Vorzeige-Grantler der deutschen Rocknation

4.12.2015, 16:00 Uhr
Vorzeige-Grantler der deutschen Rocknation

© Foto: Julia Hoppen/PR

Hübsch eingerichtet hat sich der Mensch in der Moderne. Viel futuristisch geformter Beton in der Höhe und Breite, kantig oder geschwungen. Der Himmel ist strahleblau, die Wolken schmutziggrau und die einzige Pfütze ist eine technoide Fata Morgana. Ein Affe gibt ein Denkmal ab, mit Antennen ausgestattete Enten bevölkern den Platz der himmlischen Ödnis, ein Piratenkopf formt sich aus dem Logo einer globalen Marke. Schön bunt hier, das Leben, aber auch schön rätselhaft, diese Welt.
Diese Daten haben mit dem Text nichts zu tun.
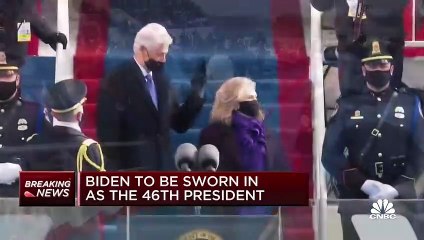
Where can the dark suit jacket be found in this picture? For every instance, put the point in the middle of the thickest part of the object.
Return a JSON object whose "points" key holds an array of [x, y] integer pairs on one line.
{"points": [[133, 133], [223, 137], [14, 12], [56, 149]]}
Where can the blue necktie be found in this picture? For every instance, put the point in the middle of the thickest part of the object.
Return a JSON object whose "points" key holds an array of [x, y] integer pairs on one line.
{"points": [[152, 89]]}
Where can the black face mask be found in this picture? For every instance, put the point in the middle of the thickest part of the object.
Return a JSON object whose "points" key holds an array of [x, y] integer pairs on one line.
{"points": [[7, 89], [378, 79], [249, 108], [153, 65]]}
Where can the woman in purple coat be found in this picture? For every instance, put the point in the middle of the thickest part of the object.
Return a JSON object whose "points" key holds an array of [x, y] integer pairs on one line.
{"points": [[237, 129]]}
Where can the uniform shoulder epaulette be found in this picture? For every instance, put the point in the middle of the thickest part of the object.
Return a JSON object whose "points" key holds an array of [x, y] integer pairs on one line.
{"points": [[31, 137], [83, 156]]}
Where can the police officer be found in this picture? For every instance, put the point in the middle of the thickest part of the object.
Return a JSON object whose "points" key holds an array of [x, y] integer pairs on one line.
{"points": [[18, 121], [18, 21], [63, 147], [359, 20], [373, 144]]}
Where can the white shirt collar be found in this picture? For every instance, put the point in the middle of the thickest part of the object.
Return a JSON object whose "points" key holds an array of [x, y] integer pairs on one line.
{"points": [[143, 69], [73, 125]]}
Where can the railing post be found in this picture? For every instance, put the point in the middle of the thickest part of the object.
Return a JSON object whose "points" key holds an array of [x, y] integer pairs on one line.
{"points": [[64, 59], [316, 76]]}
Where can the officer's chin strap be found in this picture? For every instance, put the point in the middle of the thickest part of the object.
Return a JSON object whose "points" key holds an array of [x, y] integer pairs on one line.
{"points": [[82, 155]]}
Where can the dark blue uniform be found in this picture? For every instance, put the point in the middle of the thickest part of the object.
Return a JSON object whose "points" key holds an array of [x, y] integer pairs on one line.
{"points": [[19, 120], [374, 137], [394, 148]]}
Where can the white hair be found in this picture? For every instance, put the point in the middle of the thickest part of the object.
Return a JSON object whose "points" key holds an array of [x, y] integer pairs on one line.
{"points": [[152, 36]]}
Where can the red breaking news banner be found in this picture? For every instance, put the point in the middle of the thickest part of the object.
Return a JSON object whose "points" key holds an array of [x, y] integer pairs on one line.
{"points": [[193, 189], [47, 189]]}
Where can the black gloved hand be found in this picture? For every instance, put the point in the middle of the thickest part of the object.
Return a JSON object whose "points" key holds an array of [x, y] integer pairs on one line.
{"points": [[198, 81], [56, 38]]}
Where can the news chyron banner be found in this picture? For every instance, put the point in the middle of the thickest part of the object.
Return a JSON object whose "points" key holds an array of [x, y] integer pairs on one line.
{"points": [[172, 188]]}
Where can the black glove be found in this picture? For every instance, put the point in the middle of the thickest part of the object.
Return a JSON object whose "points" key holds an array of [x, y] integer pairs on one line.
{"points": [[198, 81], [56, 38]]}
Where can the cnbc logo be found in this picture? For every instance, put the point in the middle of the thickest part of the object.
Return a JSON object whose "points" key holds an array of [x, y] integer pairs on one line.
{"points": [[47, 189], [382, 209]]}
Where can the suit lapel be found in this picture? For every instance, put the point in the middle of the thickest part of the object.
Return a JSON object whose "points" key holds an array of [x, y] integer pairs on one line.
{"points": [[139, 88]]}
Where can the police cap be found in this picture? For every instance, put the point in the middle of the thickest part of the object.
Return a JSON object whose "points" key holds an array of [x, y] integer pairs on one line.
{"points": [[375, 51], [66, 95], [6, 69]]}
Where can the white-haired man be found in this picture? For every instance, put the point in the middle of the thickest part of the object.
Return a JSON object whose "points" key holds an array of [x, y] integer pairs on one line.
{"points": [[137, 109]]}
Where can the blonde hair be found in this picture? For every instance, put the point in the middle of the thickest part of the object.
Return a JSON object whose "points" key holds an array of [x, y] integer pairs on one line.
{"points": [[151, 36], [227, 99]]}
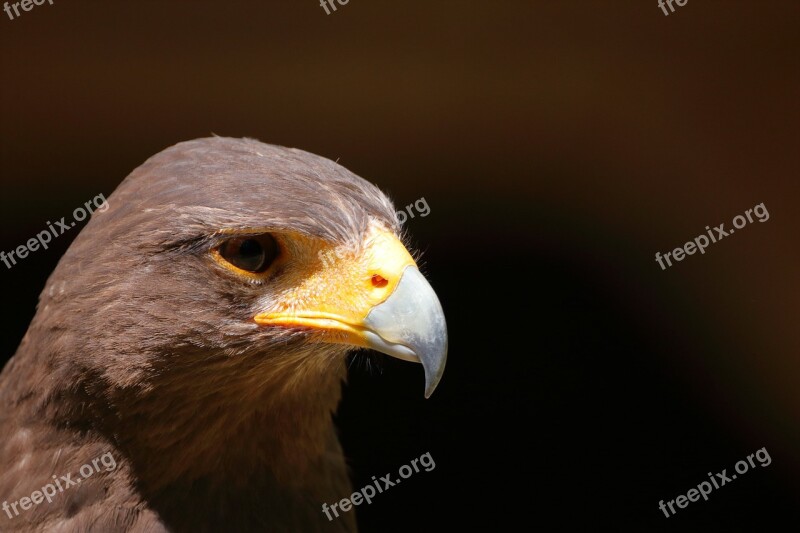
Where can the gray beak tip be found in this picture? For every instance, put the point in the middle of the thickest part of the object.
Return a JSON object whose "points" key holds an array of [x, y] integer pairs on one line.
{"points": [[410, 325]]}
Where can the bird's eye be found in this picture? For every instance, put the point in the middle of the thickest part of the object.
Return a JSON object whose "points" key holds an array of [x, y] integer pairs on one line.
{"points": [[253, 253]]}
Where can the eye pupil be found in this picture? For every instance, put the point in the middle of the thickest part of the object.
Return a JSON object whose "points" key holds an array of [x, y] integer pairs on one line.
{"points": [[253, 254]]}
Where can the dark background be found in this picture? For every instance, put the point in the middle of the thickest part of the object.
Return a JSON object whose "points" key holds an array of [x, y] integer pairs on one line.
{"points": [[559, 145]]}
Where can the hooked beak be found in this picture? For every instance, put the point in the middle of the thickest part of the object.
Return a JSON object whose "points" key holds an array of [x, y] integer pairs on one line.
{"points": [[376, 299]]}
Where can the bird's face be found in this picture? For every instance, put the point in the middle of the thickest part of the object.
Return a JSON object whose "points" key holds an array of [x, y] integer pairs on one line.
{"points": [[260, 255], [367, 293]]}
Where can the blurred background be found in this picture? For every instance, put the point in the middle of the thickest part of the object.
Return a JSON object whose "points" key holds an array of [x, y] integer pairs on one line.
{"points": [[559, 146]]}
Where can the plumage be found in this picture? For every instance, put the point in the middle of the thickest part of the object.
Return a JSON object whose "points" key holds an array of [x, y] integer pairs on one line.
{"points": [[144, 348]]}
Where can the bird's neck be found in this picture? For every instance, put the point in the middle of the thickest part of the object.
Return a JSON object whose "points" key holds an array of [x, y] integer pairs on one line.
{"points": [[225, 421]]}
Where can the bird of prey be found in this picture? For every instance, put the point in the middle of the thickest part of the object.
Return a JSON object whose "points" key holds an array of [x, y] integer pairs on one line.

Das neue Album der Band Fehlfarben trägt den Titel „Über . . . Menschen“, doch was auf dem eingangs beschriebenen Album-Cover auffällt, ist die Anwesenheit der Menschen als kleine stereotype Figuren im Hintergrund. Wirkt die schöne neue Welt so imposanter? Oder will sich da jemand aus der Verantwortung stehlen?

Das wird das resolute Musikerkollektiv, Ende der 1970er Jahre aus der legendären Düsseldorfer Punkszene erwachsen, nicht durchgehen lassen. Sein wütender Sänger Peter Hein ist noch immer der Vorzeige-Grantler der deutschen Rocknation, der nicht müde wird, die politischen, gesellschaftlichen, sozialen und sonstigen Verhältnisse ins Visier zu nehmen.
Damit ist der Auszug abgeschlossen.